I’m exhausted, and not just because Arizona Auction Week involves as many as 10 consecutive days that start well before the sun comes up and don’t end until the time when Cinderella’s Porsche turns into a pumpkin.
No, the reason I’m exhausted right now is that I spent much of Saturday afternoon watching Drew Alcazar perform in Russo and Steele’s auction-in the-round format.
Words I wrote in my notebook while watching included “dynamo,” “Tasmanian devil,” and “Energizer bunny.”
Alcazar and his wife, Josephine, launched Russo and Steele some 16 years ago. They have homes in Arizona and Orange County, California, and stage classic and collector car auctions in both places, as well as doing one each August on the Monterey Peninsula.
A freak, tornado-like Arizona storm tried to put them out of business during their 10th anniversary Scottsdale auction.
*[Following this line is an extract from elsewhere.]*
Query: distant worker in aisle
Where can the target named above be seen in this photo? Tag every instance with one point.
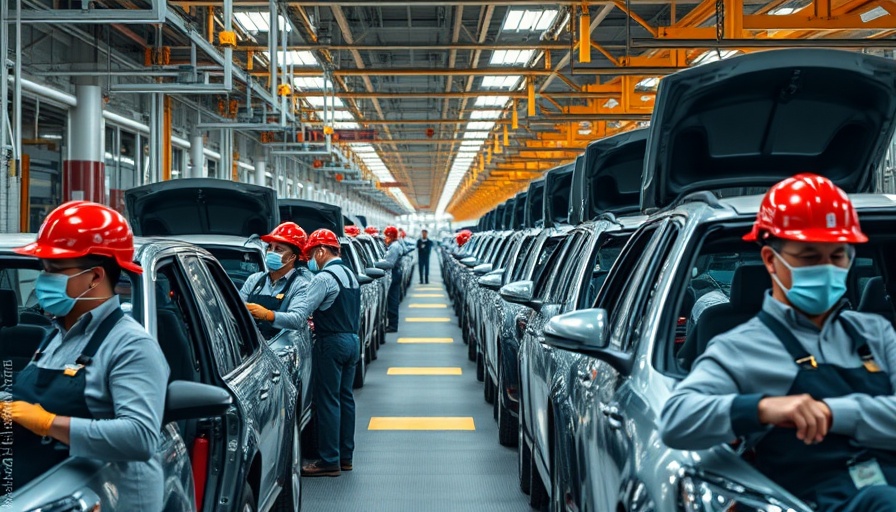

But Alcazar and his team not only cleaned up the resulting mess, but once public safety officials agreed the facilities were safe, they actually completed the auction, even though some of the cars were battered by the collapsing tent.
You probably have heard some child described as a “bundle of energy.” Well, Alcazar is not a child; in fact, he and Josephine have grandchildren. But aside from talking with a consignor here or a bidder over there, the only time I saw him stop Saturday afternoon was when he brought Josephine out onto the auction floor so they could look into a television camera together and take advantage of the auction webcast to tell Jack and Isabella, their grandchildren who live in Germany, that their grandparents love them and miss them.
Oh, and for all his animated movement, Alcazar remains impeccably dressed with neither a crease nor a hair out of place.
Each of the Arizona auctions has its own personality, its own form of energy.
Especially when it was being held in the world’s largest tent, Barrett-Jackson frequently was described as something of a three-ring circus with a classic car auction quite literally under the big top, with a midway full of vendors, and with automakers offering thrill rides out on the tarmac. The “tent” is still there and shelters vendors and cars, but the auction action and much of the automotive lifestyle exposition have graduated into a huge, permanent building at WestWorld. No more a circus; its gravity is more like a big rock concert or theme park/destination venue.
Speaking of graduation, earlier in the day Saturday, I’d driven out to Fountain Hills and Fort McDowell, where Mitch Silver is doing his auction. Silver is a former college professor and takes a very low-key, low-pressure approach to selling cars, which fill a fenced-off parking area that could be the parking lot of a very cool college.
Meanwhile, and while distinctly different from each other, Bonhams, Gooding & Company and RM Sotheby’s each has an auction atmosphere with an almost British reserve, which seems fitting since Bonhams is a British company, and Gooding and RM Sotheby’s both have British auctioneers.
And then there’s Russo and Steele and its rathe intimate, theater-in-the-round approach, with bidders seated on risers on either side and even above the block. The format puts bidders close to the cars and to the actors… I mean the auction team, which runs its block much like an improv theater production; cars enter stage left and the players, led by Alcazar, give their very dramatic performances.
Oh, but if you think Alcazar is animated, just spend a few minutes watching bidder assistant Marty Hill. The Oklahoman is all-energy all the time.
“I wouldn’t do an auction without him,” Alcazar said, adding that Hill refuses to take so much as a break from the block as long as there’s another car waiting to be sold.
Except at Russo and Steele, cars aren’t merely sold. They’re Sold!Sold!Sold!